話說到這份上,雙方也沒什麼好談的了。時隔一年多,穿越眾確實等來了大明王朝的招撫,可明帝國官員心目中的招撫和這邊所能接受的,顯然完全是兩碼事。
把那兩位「天使」及其隨從安排進了館驛……對面的屋子,大夥兒開始討論這份來自兩廣總督的告諭。關於檔案本身其實沒什麼好討論的,根本不存在任何妥協的可能性,大家主要探討的,還是明王朝的態度,以及如何應對這兩名使者本身。
大明帝國的態度現在是很明顯了:他們所能接受的只可能是投降而已。而且還是無條件的投降,不管他們的軍隊能不能威脅到這邊……那個方文正固然狂妄自大,周晟看起來卻是頗有理智的,但他們在交流中所表現出的那種高傲卻是如出一轍,而在兩廣總督王尊德的文字中,這種高傲也被非常清晰地體現出來。
「我們還是太習習用現代思維來考慮問題了……明王朝根本是不可理喻的。」
「也難怪,換了我們自己那個時代,如果突然出現一夥天外來客佔了海南島,估計整個國家的反應也差不多……畢竟都是中國人麼,很多東西還是能理解的。」
敖薩揚這傢伙居然還能站在對方立場上考慮問題,但大多數人可沒這麼超脫的思想。基本上,大家都是用雷老虎的口吻:
「他媽的,不服氣就打到他們服!這幫鳥人是不見棺材不掉淚。」
「見了棺材也未必掉淚……他們永遠不懂妥協,無論實際情況怎麼樣。」
龐雨有些意興闌珊的樣子——這個在元朝之後建立起的漢人王朝對宋代教訓矯枉過正,對任何涉及到「和」字的事情一向非常忌諱——當年土木堡之變,皇帝都被俘虜了,滿朝文武大臣寧肯重新立一個皇帝接著打也決不妥協……以前看歷史書,看到這裡時,還覺得大明王朝挺有血性的。然而現在,當親自領教到這種態度時,一幫現代人只能哀嘆碰上了石頭腦袋。
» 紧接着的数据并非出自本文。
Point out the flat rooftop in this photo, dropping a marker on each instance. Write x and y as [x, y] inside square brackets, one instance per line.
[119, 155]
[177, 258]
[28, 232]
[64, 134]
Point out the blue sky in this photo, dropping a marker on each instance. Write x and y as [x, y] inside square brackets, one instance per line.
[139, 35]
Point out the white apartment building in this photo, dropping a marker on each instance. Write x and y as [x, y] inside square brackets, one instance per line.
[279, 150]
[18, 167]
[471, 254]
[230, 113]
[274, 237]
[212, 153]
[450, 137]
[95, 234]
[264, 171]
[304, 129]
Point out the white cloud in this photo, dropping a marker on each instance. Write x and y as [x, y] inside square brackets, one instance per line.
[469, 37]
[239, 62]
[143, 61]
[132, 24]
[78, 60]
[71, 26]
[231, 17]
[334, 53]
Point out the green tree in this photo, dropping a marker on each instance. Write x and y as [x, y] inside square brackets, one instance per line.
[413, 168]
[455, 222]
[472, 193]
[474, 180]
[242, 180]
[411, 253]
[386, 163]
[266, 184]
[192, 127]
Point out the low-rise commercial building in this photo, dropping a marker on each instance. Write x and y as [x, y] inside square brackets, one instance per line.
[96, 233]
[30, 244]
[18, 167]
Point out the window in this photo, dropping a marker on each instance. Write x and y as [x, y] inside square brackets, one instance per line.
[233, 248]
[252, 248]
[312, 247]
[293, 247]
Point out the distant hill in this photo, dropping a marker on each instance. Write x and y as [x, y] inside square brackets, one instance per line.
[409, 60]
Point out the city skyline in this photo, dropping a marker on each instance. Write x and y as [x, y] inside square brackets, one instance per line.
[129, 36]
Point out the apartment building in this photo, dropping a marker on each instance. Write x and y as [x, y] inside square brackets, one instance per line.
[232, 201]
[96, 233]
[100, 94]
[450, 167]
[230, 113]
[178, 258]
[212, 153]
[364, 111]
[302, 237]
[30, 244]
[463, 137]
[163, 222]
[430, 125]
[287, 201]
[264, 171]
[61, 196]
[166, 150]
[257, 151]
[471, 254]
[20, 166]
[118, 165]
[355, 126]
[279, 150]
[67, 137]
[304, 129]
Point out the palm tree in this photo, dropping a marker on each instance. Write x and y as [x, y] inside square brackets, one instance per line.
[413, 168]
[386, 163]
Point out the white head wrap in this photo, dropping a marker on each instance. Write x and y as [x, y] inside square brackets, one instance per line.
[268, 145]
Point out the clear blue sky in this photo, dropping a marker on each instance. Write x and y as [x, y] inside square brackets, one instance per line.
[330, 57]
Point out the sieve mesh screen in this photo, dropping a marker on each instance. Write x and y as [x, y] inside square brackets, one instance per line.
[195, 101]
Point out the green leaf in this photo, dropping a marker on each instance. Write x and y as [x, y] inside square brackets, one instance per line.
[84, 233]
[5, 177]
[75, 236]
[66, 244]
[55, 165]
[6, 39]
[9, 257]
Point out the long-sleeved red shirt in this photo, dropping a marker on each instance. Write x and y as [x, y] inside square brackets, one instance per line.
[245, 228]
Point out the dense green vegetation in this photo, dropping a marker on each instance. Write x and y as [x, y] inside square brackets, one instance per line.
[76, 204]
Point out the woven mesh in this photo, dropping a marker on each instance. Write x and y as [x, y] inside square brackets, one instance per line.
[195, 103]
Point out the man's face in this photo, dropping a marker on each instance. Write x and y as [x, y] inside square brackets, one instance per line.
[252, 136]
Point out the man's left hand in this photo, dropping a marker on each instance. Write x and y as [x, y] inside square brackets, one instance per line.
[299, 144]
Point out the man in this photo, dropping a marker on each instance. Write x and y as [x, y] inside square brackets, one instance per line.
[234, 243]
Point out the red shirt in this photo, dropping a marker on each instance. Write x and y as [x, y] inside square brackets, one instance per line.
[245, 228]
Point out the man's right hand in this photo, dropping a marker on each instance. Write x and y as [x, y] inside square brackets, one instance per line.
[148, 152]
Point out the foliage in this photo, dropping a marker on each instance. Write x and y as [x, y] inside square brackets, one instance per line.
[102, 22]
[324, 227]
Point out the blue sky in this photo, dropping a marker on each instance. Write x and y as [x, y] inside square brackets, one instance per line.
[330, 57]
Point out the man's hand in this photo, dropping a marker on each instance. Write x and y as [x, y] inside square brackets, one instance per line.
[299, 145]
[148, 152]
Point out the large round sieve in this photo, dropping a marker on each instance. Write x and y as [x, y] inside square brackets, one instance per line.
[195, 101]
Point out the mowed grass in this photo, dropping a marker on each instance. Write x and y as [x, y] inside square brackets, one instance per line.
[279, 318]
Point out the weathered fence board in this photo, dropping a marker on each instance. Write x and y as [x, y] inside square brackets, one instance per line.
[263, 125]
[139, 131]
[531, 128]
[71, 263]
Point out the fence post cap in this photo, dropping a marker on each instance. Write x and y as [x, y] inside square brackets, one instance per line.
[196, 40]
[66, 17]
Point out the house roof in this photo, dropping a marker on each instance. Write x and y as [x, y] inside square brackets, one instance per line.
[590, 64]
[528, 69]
眼看著大夥兒吵吵嚷嚷,解席則默不作聲。過了片刻,等大家稍微安靜一些了,他才捅了捅龐雨問道:
「那麼,你覺得,這次招降失敗後,明王朝下一步會有什麼動作?」
——這個才是實際問題,既然雙方肯定談不攏,那及早考慮下一步才是正道。
「應該還會有一次軍事進攻吧……規模則取決於他們能抽調出多少機動兵力。這時候奢安之亂不知道平定了沒有……史書上說是到崇禎十年才徹底結束,可前幾天我察看城管隊整理的訊息傳聞,說南方明軍打了個大勝仗……」
「明王朝自己的訊息哪兒能信啊,國軍當年不也號稱殲敵過億,最終勝利轉進臺灣麼。」
一個小夥子大大咧咧笑道,隨即便看見敖薩楊朝他怒目而視,連忙擺手作傻笑狀:
「啊哈,抱歉抱歉,老敖,咱可從來沒把你當外人。自家兄弟說話,不用那麼小心吧,哈哈哈……」
臺灣仔哼了一聲,介面說道:
「這些訊息雖然只是市井傳言,但也不是完全的空穴來風。龐雨所說的資訊,我們已經先後兩次看見,是來自兩個毫無關聯的獨立源頭,應該是比較靠譜的。」
「也就是說他們已經有餘力來收拾我們……難怪王尊德的口氣這麼硬。」
解席摸著下巴沉吟片刻,最終還是搖搖頭:
「算了,不想那麼多,反正要來就來,要打就打。大明王朝的武裝力量咱們也算見識過了——真不咋樣,還不如咱們的城管隊呢。」
第一個議題到此為止,在座畢竟都是些血氣方剛的年輕人,又新近順利控制一座府城,正是意氣風發之時。大明王朝在他們眼中只是一堆腐朽沒落的歷史遺蹟罷了,對於那些在他們眼中落後了幾個世紀的軍隊,還真沒看在眼裡。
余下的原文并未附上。